Московские тетради (Дневники 1942-1943) | страница 6
Зашли Ливановы и Бабочкин, — Бабочкин послезавтра летит в Ленинград, везут картину «Ленинградцы». Он в хаки.
[…] Пришли Пастернак, Ливанов и Бажан. Какие все разные! Пастернак хвалил Чистополь и говорил, что литературы не существует, т. к. нет для нее условий и хотя бы небольшой свободы. Как всегда, передать образность его суждений невозможно — он говорил и о замкнутости беллетристики и о том, что государство — война — человек — слагаемые, страшные по-разному. Ливанов — о Западе, о кино, о том, что человек Запада противопоставляет себя миру, а мы, наоборот, растворяемся в миру.[…] Бажан — о партизанах, о борьбе на Украине. […] Затем Пастернак заторопился, боясь опоздать на трамвай, было уже одиннадцать, — и ушел, от торопливости ни с кем не простившись.
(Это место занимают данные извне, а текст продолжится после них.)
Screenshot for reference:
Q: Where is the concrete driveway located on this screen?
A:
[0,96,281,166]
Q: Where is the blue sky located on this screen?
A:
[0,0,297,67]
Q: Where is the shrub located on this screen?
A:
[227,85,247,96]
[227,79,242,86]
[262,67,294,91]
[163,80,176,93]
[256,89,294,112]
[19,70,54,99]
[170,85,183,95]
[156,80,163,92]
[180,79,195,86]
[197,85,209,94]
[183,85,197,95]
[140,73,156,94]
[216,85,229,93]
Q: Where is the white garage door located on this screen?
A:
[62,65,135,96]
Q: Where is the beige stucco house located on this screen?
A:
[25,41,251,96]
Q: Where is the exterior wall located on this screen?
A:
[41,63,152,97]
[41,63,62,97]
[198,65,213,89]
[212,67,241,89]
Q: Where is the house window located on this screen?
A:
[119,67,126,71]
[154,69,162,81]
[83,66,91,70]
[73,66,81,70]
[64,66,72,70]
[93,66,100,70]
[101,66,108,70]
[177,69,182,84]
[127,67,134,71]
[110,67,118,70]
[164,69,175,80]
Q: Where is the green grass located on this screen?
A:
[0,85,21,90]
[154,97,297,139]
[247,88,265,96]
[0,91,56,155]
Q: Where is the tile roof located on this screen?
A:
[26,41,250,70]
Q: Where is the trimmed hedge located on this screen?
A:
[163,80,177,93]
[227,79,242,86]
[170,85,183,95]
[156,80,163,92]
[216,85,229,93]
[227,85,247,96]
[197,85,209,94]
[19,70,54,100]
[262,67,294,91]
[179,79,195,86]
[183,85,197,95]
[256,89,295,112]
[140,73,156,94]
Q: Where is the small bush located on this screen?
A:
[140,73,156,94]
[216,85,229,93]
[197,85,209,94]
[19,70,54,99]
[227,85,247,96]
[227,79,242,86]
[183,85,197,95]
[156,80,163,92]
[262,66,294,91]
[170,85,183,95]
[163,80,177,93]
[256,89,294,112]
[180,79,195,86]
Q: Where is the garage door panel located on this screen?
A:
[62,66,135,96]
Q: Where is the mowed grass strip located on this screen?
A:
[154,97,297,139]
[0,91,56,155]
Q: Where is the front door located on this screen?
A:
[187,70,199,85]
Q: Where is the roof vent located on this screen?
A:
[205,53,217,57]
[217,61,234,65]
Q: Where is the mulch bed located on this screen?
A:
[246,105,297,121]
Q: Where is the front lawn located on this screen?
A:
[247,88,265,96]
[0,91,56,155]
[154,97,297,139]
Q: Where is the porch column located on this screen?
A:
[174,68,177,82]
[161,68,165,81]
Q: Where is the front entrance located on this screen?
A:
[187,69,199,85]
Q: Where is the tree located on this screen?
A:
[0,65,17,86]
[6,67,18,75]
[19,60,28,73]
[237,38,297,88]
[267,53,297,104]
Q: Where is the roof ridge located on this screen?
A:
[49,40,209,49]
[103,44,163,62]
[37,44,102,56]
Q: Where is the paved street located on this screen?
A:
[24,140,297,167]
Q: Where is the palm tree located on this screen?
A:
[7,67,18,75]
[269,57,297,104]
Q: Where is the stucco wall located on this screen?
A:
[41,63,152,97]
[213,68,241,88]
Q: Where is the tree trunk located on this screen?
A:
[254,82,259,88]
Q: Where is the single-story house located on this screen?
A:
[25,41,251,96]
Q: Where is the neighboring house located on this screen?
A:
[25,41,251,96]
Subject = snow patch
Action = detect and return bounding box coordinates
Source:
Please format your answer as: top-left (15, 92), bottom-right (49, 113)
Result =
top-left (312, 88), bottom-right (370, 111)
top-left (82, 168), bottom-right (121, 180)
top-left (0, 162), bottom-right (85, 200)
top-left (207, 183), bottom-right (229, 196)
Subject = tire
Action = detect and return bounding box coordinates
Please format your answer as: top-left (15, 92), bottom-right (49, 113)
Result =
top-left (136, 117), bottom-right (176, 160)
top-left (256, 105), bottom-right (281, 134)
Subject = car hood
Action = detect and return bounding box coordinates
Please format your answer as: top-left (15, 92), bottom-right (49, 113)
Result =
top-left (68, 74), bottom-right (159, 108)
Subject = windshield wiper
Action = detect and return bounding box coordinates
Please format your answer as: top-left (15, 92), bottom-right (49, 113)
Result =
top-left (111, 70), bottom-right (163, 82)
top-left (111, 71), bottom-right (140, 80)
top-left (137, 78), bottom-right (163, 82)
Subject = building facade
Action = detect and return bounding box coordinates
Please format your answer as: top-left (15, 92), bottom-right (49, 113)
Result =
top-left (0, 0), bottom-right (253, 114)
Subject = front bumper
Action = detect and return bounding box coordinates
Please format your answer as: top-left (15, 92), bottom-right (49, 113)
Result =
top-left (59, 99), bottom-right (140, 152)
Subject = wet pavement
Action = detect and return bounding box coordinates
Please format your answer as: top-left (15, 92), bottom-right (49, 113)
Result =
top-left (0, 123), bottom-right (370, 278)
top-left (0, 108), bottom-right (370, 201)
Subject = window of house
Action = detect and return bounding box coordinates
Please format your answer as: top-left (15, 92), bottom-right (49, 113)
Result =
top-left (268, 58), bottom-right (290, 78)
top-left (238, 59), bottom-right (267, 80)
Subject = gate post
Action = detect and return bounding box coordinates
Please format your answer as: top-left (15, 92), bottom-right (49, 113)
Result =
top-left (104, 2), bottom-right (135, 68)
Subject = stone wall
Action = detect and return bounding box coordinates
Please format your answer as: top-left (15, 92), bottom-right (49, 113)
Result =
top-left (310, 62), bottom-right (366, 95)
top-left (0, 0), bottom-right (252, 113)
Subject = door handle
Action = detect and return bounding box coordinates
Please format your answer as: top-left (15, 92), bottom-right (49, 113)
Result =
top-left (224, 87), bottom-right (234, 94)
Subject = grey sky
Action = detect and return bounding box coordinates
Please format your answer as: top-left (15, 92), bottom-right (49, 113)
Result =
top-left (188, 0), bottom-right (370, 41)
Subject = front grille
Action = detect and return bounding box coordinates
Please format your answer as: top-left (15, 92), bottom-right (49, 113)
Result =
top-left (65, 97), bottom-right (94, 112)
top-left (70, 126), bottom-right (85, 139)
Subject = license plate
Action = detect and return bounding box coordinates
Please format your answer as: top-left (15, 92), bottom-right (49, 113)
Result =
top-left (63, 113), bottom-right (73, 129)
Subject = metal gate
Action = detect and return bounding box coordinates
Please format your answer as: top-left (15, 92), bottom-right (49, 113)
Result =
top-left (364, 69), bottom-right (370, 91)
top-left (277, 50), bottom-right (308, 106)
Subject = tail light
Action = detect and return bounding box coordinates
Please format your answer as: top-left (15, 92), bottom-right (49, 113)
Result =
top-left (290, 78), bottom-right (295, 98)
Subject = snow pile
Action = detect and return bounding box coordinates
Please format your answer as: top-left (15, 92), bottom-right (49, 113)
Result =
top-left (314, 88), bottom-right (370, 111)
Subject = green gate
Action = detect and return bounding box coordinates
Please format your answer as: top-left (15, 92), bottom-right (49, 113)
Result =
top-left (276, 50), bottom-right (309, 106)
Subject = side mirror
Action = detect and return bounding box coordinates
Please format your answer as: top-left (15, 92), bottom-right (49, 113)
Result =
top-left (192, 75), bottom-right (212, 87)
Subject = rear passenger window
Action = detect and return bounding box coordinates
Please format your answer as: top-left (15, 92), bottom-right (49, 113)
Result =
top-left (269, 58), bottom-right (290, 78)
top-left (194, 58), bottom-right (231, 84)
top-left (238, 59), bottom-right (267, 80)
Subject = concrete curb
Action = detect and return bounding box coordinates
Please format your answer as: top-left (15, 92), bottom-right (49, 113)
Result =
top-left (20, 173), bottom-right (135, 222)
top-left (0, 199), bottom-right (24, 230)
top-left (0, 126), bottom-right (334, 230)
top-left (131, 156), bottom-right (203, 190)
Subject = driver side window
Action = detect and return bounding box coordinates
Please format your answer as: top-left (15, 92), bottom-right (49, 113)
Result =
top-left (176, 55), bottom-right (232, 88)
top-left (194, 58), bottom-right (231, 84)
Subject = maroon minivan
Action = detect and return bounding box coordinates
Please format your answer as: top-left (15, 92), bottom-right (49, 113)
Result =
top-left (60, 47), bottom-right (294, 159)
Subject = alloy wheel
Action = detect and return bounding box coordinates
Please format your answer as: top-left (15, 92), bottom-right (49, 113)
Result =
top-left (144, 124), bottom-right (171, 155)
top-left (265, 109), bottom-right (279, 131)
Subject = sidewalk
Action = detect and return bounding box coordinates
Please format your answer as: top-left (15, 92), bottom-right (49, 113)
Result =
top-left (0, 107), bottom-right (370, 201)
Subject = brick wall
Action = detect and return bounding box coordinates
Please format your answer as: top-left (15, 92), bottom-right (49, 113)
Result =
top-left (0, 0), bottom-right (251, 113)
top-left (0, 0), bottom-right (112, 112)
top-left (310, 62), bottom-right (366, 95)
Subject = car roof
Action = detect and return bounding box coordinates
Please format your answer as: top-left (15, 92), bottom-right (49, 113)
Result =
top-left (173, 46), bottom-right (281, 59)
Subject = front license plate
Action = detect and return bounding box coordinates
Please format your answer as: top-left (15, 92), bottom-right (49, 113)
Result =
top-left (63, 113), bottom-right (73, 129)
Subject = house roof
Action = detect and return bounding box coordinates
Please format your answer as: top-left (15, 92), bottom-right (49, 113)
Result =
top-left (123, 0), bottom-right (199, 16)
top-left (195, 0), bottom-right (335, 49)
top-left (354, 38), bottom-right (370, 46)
Бажан сказал:
— Я давно мечтал увидеться с Пастернаком, а сейчас он разочаровал меня. То, что он говорил о литературе, — правда, редакторы стали еще глупее, недоедают что ли, но разве можно сейчас думать только о литературе? Ведь неизбежно после войны все будет по-другому.
Неизбежно ли? Бажан и не замечает, как он говорит устами газетчика, дело в том, что Пастернака мучают вопросы не только литературы, но и искусства вообще. Как иначе? Слесарь и во время войны должен думать о слесарной работе, а писатель тем более.
5 ноября. Четверг
[…] Капица сказал на собрании академиков, где обсуждалась книга «25 лет советской науки» — было неинтересно. Нам незачем хвастаться, лучше, если б о нас писали другие. Вот если б о советской науке написали бы иностранные ученые, это было бы полезно и им и нам. Он же сказал: «У нас держатся за хвост факта. А в газете факт должен быть особенный. Например, если вас укусила собака — это не газетный факт. А вот если вы укусили собаку — это уже интересно. Если собака укусила премьера — это любопытно, а если премьер укусил собаку — это уже сенсация!»
[…] Москва? Она странная, прибранная и такая осторожная, словно из стекла. Из-за дороговизны водки, а главное — отсутствия ее — совершенно нет пьяных. Дни, до сегодня, стояли солнечные и теплые. Я обошел много улиц, но ни у одного дома не встретил стоящих и беседующих людей, которых всегда было так много в Москве. Так как продуктов мало и все они истребляются, то улица чистая — нет даже обрывка бумаги. Возле нашего дома на Лаврушинском бомбой отломило угол школы. Сила воздушной волны была такова, что погнуло решетку, прутья которой отстоят довольно далеко друг от друга.